Breast cancer is the most commonly diagnosed cancer and the second leading cause of cancer mortality in women in the United States (US).1 Prior research has examined the factors influencing breast cancer presentation and outcome, including age, hormone receptor (HR) status, socioeconomic status, and race/ethnicity.2,3,4,5 Among racial and ethnic subgroups, Hispanic and Black patients are disproportionately burdened with delayed diagnosis and poorer prognosis in breast cancer.2

Hispanic populations represent the second largest ethnic group in the US after non-Hispanic White individuals, and over 21% of Americans will identify as Hispanic by 2030.6,7 Among Hispanic Americans, cancer is the leading cause of death, and breast cancer is the leading cause of cancer-specific death among Hispanic women.8 Hispanic patients face significant barriers to healthcare access due to multiple social determinants of health, including structural discrimination, lower socioeconomic status, and lower health literacy.9,10,11 In addition, Hispanic individuals have the highest uninsured rate in the US.12 Among ethnically Hispanic patients, both Hispanic Black and Hispanic White patients are at higher risk of advanced-stage breast cancer when compared with non-Hispanic White patients.13

Many studies treat Hispanic patients as a monolithic group, and prior research aimed at stratifying in the context of breast cancer have mainly disaggregated by race.4,14 While previous studies have suggested Black patients are at greater risk for triple-negative disease, there are limited studies examining this in Hispanic racial subgroups.3,14,15 Furthermore, few studies have examined the influence of Hispanic country of origin in cancer outcomes.4

Given diverse cultural, socioeconomic, and immigration experiences of Hispanic subgroups, we hypothesize that there may be disparities in breast cancer stage at presentation on disaggregation.

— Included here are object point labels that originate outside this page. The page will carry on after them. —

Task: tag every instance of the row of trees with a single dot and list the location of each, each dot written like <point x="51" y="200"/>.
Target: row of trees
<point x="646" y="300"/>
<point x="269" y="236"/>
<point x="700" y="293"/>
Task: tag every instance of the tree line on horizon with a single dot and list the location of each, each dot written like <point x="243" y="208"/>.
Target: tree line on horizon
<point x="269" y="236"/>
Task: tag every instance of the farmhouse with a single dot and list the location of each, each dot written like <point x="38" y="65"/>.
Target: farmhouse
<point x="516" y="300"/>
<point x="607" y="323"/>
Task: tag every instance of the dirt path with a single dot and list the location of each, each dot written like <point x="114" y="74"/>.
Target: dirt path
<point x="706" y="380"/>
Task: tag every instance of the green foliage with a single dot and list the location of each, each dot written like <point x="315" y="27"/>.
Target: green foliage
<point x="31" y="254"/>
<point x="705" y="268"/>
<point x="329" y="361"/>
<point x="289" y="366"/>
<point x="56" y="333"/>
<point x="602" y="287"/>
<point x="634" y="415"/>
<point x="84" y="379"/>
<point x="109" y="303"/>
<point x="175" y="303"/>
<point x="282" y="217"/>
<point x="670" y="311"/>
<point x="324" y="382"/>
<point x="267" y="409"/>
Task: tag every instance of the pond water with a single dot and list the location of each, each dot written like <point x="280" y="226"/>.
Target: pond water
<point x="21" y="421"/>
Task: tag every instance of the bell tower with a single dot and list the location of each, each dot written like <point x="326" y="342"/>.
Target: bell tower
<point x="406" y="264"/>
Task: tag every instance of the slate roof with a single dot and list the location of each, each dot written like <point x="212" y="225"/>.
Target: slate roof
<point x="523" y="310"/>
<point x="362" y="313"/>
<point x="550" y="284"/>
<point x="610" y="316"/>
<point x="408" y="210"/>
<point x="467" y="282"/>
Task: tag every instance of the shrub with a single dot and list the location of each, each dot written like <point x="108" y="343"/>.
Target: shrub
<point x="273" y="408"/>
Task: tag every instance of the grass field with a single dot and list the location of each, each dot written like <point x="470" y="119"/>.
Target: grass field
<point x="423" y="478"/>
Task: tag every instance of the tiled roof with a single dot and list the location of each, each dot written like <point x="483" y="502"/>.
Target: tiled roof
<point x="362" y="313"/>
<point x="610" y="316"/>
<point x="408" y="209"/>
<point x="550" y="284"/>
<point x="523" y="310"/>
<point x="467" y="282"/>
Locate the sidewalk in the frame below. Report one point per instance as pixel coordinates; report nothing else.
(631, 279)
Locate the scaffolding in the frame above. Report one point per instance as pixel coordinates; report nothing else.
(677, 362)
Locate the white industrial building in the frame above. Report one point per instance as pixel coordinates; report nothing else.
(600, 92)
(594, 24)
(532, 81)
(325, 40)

As breast cancer survival continues to improve due to advances in early detection and treatment, our study uses national data to evaluate stage at presentation with subgroup analysis by both receptor status and intersectional racial/ethnic subgroups, with further disaggregation by country of origin.16 Our study encourages practicing oncologists to explore the diversity within Hispanic populations and analyze the social determinants of health unique to various subgroups. In analyzing variations in outcome, we hope to help physicians develop more targeted interventions to prevent delays in diagnosis for their Hispanic patients.

Methods and Materials

Throughout this paper, we use the term ‘Hispanic’ in reference to individuals identified as belonging to the ethnic population with cultural lineage from Spain, Latin America (excluding Brazil), or the Caribbean; this definition is driven by how the National Cancer Database (NCDB) categorizes Hispanic populations; however, we also reference literature on Latino populations given its relevance to this research. Hispanic populations are often mislabeled as a racial group rather than an ethnicity composed of various racial subgroups. References to race throughout this paper describe racial subgroups (non-Hispanic Black, Hispanic White, etc.), not the Hispanic population overall.

Data Source and Study Population

Data from 2004 to 2017 were extracted from the NCDB. The NCDB provides > 34 million records from hospital cancer registries, with data sourced from > 1500 cancer programs in both the continental US and Puerto Rico, accounting for approximately 70% of new cancer diagnoses.17

Women with breast cancer were included if information regarding their stage (0–IV) and Hispanic ethnicity were both available. They were stratified by race and categorized as non-Hispanic White, non-Hispanic Black, non-Hispanic other, Hispanic White, Hispanic Black, and Hispanic other. ‘Other’ categories included populations who identified as American Indian, Asian, Native Hawaiian, Pacific Islander, or other; individuals with unknown race were not included in this study. The Spanish/Hispanic origin variable was used to further disaggregate individuals identified as Hispanic into Mexican (including Chicano), Puerto Rican, Cuban, South or Central American (except Brazil), other specified Spanish/Hispanic Origin (includes Europe but excludes Dominican Republic), Spanish surname only, and Dominican (Republic). Patients missing data on stage, ethnicity, or other covariates included in our models were excluded.

Clinical and Sociodemographic Covariates

The dependent variable was breast cancer stage at presentation, and the primary independent variable was Hispanic ethnicity disaggregated by both race and country of origin. All models adjusted for additional independent variables, including age, facility type, year of diagnosis, and Charlson–Deyo comorbidity.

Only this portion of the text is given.